El sistema sustentado por los califas construyó históricamente un imperio como una variante de totalitarismo doctrinalmente respaldado por la Ley divina. No es totalitario solo en cuanto sistema político es­trictamente tal, sino que, en su concepción y su funcionamiento práctico, como ya hemos repetido, invade todos los aspectos de la vida social y personal, mediante infinidad de disposiciones y prohibiciones derivadas del Corán, los hadices y la vida de Mahoma, interpretados como vo­luntad divina, sistematizada en la Ley islámica. Opera como una ideo­logía en extremo totalista, que lo controla todo, lo político y lo religioso, lo social y lo individual, lo público y lo privado, suprimiendo la au­to­nomía en todos los aspectos de la vida humana.

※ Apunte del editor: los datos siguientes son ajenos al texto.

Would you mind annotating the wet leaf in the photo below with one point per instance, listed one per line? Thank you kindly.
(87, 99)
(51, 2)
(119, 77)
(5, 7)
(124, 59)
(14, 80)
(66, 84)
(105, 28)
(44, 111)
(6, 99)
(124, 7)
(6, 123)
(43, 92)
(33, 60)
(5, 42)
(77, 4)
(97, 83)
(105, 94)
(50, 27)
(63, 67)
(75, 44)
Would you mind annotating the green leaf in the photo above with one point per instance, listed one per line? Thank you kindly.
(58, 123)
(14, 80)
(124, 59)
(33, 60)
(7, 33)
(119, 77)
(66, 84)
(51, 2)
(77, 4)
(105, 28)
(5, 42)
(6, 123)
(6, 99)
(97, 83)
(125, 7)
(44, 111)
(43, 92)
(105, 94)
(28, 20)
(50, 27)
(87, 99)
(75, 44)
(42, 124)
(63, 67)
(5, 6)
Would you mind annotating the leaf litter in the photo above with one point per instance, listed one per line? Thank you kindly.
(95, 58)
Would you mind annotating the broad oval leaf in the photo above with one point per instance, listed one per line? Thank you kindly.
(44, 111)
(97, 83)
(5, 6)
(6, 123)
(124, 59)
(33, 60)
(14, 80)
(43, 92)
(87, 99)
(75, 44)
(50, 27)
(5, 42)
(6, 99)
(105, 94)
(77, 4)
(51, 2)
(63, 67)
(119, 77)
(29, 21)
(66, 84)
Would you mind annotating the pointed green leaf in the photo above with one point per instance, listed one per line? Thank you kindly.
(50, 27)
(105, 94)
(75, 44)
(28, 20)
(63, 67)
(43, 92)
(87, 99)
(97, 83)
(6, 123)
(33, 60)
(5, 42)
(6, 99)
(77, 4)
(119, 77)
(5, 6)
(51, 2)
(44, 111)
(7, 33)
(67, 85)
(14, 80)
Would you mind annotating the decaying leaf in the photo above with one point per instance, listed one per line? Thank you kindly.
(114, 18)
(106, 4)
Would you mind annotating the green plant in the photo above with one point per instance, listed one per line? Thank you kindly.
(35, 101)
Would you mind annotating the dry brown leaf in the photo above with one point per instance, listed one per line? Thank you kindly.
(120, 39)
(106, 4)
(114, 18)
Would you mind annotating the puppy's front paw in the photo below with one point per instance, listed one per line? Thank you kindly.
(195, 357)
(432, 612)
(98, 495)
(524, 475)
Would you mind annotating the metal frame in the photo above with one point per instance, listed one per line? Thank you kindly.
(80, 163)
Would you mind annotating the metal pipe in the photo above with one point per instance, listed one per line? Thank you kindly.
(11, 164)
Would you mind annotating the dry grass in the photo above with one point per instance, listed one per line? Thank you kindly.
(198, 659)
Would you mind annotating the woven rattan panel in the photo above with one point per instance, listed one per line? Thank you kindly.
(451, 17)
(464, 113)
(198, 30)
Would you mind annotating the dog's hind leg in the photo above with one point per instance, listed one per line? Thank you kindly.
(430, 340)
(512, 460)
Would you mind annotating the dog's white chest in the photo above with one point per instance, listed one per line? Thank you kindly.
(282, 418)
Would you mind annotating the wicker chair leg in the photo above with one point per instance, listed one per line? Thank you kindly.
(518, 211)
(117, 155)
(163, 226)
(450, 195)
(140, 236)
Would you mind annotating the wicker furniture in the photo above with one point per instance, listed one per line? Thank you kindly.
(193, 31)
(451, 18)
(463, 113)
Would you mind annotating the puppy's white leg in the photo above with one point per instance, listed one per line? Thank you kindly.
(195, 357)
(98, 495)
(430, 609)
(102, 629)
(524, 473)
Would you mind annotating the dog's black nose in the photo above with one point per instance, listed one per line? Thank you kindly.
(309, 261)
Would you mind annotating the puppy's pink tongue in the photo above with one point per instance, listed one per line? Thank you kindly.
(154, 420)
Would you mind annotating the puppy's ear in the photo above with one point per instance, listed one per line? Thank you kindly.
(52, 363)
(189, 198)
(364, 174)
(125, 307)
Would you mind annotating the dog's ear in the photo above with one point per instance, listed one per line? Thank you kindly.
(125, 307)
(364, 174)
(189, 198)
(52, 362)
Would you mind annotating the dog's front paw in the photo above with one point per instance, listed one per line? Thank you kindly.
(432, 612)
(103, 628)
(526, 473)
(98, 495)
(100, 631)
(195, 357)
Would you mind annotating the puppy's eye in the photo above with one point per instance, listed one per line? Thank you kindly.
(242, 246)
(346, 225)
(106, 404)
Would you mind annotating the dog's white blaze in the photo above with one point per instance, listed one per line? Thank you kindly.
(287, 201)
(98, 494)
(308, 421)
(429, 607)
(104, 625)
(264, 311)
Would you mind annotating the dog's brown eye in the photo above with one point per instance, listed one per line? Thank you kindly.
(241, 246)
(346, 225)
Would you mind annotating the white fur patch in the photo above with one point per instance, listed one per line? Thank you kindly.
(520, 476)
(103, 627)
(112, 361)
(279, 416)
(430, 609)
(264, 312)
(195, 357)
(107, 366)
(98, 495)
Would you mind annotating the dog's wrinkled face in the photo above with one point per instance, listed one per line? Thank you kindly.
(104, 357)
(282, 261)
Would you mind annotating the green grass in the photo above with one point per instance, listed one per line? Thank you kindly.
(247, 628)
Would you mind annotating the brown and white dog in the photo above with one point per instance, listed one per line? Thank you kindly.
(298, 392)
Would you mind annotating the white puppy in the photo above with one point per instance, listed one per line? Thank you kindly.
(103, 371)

Para allanar el camino a la implantación de este sistema de domi­nación, desde el principio se empleó y justificó la fuerza armada. Lo ob­servamos ya en la actuación de Mahoma y sus compañeros, y luego en el proceder de los califas. El libro sagrado santificaba el proyecto de des­trucción de los oponentes, tachados de infieles, y señalaba como ob­jetivo inmediato abatir las sociedades y las iglesias cristianas de Pales­tina, Siria y Egipto. Luego, se amplió hacia el oeste y hacia el este, hasta te­rritorios de gentes que no adoraban al Dios único. Los hechos his­tóricos dan testimonio de las incesantes agresiones de los musul­manes a lo largo de los siglos. Y en nuestros días, la historia de la yihad prosigue en la efervescencia del islamismo.


El delirante y deletéreo proyecto de islamización del mundo, que aspira a la globalización del totalitarismo teocrático codificado en el Co­rán, desarrollado en la tradición califal y la Ley islámica, amenaza con la medievalización de las sociedades, la demolición de los logros de la civilización moderna, la persecución de las libertades individuales y po­líticas, la abolición de los derechos humanos, la postergación de las mu­jeres, la descomposición de la racionalidad humana, la corrupción ética de la convivencia. Para ello, parecen contar con la estolidez, la ceguera, la desidia y la connivencia de una generación de ilusos acadé­micos, periodistas, políticos y clérigos occidentales.



La teocracia islámica es incompatible con la democracia


El sistema político islámico, a partir del Corán y el califato, se constituyó como una teocracia, al adoptar como estructura fundamental una ley su­puestamente divina, que no era sino una traslación de la Ley judía adap­tada a los árabes. En sus formas visibles, adquirió la configuración típica de un despotismo oriental, que incorporaba elementos mesopotámicos. La consecuencia es que no se trata solo de una organización política más o menos autoritaria, sino que comporta unos fundamentos institucio­nales esencialmente antidemocráticos, contenidos en el Corán.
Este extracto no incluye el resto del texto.